In the dense jungle above Piti, you’ll find three Japanese 140mm coastal defense guns stacked quietly alongside a steep ¾ mile trail. The trailhead is located behind the Our Lady of Assumption Church. Chamorro slave labor was used to haul and install the guns at the site, but the weapons were never fired. Today, they are the only guns on the entire island that remain in their original locations. The trail is well maintained, but can be slippery after a rain.
War in the Pacific National Historical Park Museum
Just outside the entrance to the naval base is the headquarters of the War in the Pacific National Historical Park. At its entrance is a 78-foot long Japanese submarine that ran aground in August 1944. Inside, museum displays detail Guam’s colonial history, the Japanese occupation, and a the day-by-day American recapture of the island. There’s also an excellent gift shop with relevant books, brochures, and souvenirs. Open daily from 9:00 a.m. to 4:30 p.m.
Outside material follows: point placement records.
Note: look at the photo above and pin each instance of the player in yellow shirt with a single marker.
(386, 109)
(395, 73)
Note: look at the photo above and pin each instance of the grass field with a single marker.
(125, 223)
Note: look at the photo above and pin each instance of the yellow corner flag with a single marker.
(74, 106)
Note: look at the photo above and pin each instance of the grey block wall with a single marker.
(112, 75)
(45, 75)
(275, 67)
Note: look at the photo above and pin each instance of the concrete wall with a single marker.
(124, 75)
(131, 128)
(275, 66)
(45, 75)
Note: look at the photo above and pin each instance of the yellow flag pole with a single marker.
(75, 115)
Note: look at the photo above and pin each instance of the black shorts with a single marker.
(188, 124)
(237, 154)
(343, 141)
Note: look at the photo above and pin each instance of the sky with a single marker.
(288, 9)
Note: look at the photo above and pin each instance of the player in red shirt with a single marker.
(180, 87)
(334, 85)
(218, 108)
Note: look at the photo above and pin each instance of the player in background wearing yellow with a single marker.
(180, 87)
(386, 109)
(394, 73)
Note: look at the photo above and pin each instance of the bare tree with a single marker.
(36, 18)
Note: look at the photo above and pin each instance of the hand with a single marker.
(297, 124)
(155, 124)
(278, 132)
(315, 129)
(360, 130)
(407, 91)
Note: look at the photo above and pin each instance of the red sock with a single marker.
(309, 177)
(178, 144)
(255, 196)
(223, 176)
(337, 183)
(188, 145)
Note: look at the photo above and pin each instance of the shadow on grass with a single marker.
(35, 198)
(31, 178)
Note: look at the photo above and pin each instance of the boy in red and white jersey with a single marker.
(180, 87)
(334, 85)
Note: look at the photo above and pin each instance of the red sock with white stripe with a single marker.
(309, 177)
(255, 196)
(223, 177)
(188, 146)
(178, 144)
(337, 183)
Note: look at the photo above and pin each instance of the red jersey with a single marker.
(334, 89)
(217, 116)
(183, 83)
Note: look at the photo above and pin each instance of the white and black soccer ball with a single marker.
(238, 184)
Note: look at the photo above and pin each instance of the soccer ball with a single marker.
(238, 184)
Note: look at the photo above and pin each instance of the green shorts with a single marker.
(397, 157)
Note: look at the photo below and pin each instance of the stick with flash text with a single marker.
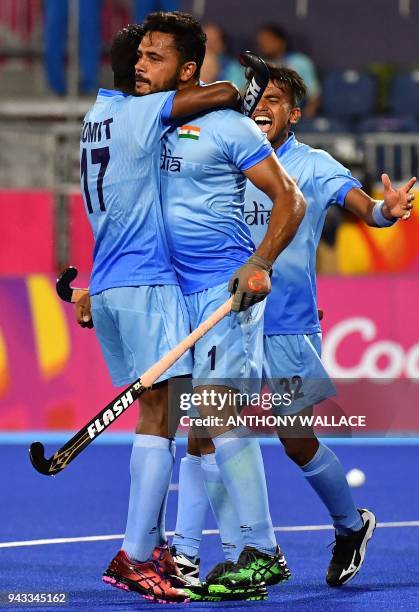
(101, 421)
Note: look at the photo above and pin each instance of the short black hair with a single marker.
(124, 55)
(285, 78)
(190, 39)
(274, 29)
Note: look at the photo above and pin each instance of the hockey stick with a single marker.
(64, 290)
(73, 294)
(117, 406)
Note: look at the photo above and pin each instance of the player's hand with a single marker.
(398, 203)
(83, 311)
(258, 74)
(250, 284)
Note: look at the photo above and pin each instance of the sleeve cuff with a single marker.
(343, 191)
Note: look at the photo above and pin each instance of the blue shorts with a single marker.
(292, 366)
(136, 326)
(232, 351)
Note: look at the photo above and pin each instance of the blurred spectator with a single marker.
(56, 42)
(273, 45)
(218, 66)
(143, 7)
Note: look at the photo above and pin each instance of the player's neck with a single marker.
(190, 83)
(280, 140)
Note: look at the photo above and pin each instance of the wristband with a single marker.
(379, 219)
(261, 262)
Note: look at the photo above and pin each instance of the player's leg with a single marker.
(300, 357)
(123, 319)
(227, 359)
(191, 512)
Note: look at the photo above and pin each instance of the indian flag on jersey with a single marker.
(189, 131)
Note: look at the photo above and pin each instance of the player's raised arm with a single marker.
(196, 99)
(397, 203)
(288, 206)
(251, 282)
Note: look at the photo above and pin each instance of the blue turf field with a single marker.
(90, 499)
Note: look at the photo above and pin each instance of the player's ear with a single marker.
(295, 115)
(187, 71)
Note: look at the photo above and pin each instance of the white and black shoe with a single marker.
(349, 552)
(188, 566)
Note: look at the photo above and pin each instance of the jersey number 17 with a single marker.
(98, 156)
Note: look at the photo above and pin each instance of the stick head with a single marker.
(38, 460)
(64, 290)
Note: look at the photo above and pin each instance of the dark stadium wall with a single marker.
(335, 33)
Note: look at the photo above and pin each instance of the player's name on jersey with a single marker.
(257, 214)
(96, 131)
(169, 162)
Agat was the second landing site of the southern assault for U.S. forces. The initial goals of the American campaign were to secure the Fonte Plateau and the Orote Peninsula, which held a crucial airfield. Today, the site is peaceful and still. There’s a 20cm short barrel naval gun and a 25mm double-barreled anti-aircraft machine gun at the beachside memorial. A quick walk along its adjacent trails reveals the bunkers and caves used by Japanese defenders, as well as panoramic views of the Orote Peninsula and Mt. Alifan.
Shoichi Yokoi was a Japanese soldier who spent nearly three decades hiding in the jungle, unaware that the war had ended. His hideout, known as Yokoi’s Cave, is in Talofofo Falls Park ($12 for non-residents). A gondola ride over the waterfalls drops you off at a signed trail that eventually leads to his underground shelter. Today, his cave is protected by a fence, but there’s a nearby above-ground reproduction that shows a profile of the 9×3 ft. bamboo-lined hiding place. After his discovery in 1972, Yokoi returned to Japan as a hero and eventually married. Before his 1997 death, he reportedly vacationed in Guam several times.
You’ll probably be feeling a bit heavy by the time you return to Tumon. Unwind at Gun Beach, where you can enjoy a fruity tropical drink at The Beach, Guam’s largest beach bar. Next, stroll down to the north end of the beach to visit one last historical site: another Japanese coastal gun. After the Battle for Guam, the war was just over a year away from ending. It’s oddly jarring to see the weapon juxtaposed alongside sun-drunk beachgoers, but there’s something moving in its close proximity to modern life. The Battle for Guam was brutal and bloody and should never be forgotten, and its tangible relics can still be touched—and touch us—today.